I’ve gone back and forth for years trying to decide if a first experience needs to come with a warning. I used to put warning labels on everything – “You know I’m a big girl, right?”, before a first date made possible by the world of online dating. Now I just warn people that I’m “a lot” with a lighthearted chuckle, hoping it’s all-encompassing. I have a lot of body, a lot of emotion, a lot of personality and you will NEVER be bored because there is more than enough.
I do the same for the experience. Any warning given that this is my first time will be just as vague and cryptic as the poems I write. Getting the truth out there without wearing it across my face. “This should be interesting.” If it’s questioned, I’ll only be able to say “you’ll see”. There’s a more careful observation that comes with someone’s first anything and I’m hoping to avoid that.

Ride
I’m not quite sure if my trembling hand is the result of nerves, excitement, or the fact that this room is just a little bit too cold to be this naked in. The awareness only lasts a moment though before Isaac’s lips are pressed against mine and his body hovers close, radiating warmth against me.
When words elude me, I resort to a breathy smile to convey the want that’s building and he pulls me to my feet. A wide, strong hand brushes across my chest, up my neck, and pulls me in to be devoured. I am sure that any shaking, now, is strictly out of desperation. As fingers trail back down my body, following the same path they had climbed, I seem to get stuck on an in-breath and lean into Isaac to regain my balance just as his fingers find me.
My gaze finds the mirror that’s propped against the wall behind Isaac and as his fingers explore every dripping detail nestled between my thighs, my eyes pour over every sculpted detail of his back and ass. When my breathy smiles turn to longing gasps and my knees threaten to give out beneath me each time they shake, Isaac pulls back and kisses me with a smile before spreading himself across the bed. “Get on top of me.”
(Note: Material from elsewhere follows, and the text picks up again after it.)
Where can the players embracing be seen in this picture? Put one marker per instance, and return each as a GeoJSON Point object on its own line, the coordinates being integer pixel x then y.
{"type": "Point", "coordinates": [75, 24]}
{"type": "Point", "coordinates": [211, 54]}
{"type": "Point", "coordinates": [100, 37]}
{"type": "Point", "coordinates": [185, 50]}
On top? I mean I know this is a standard position and this shouldn’t be my reaction but, on top? Are you sure? Do you know I have never? Ugh, 21, and I have never. You know what I’m never doing? Telling you that, that’s for damn sure. I didn’t think it was possible by my case of the shakes are at least ten times more intense and with a giggle, I climb on top.
“Grab me and put me inside of you.” Isaac is where I learned that everything has a time and a place, even being told what to do. With as much confidence I can muster, I wrap my fingers around him, hold him steady and lower myself onto him, awkwardly, only to find that my nerves have turned my ocean into a desert.
Worry spread across Isaac’s face as he asked if I was okay. At the same time, worry spread across my face as he slowly went soft in my hand. Oh fuck, I did it wrong. I knew I would. I definitely should have told him, now it’s weird. “Come here”, this time more of a request than a command. His lips crushed into mine as I did, followed by a gentle “what happened, are you okay?”. Still kissing me. Okay, yes, definitely okay.
I didn’t know that the catastrophe of a first anything could be handled with such love. So, I confessed, “I hadn’t done that before and got nervous”. My gaze fixed on his lips in hopes of avoiding whatever message would flash across his eyes. I’m so glad too because it would have been an absolute travesty to miss the smile that followed my statement. And then kiss.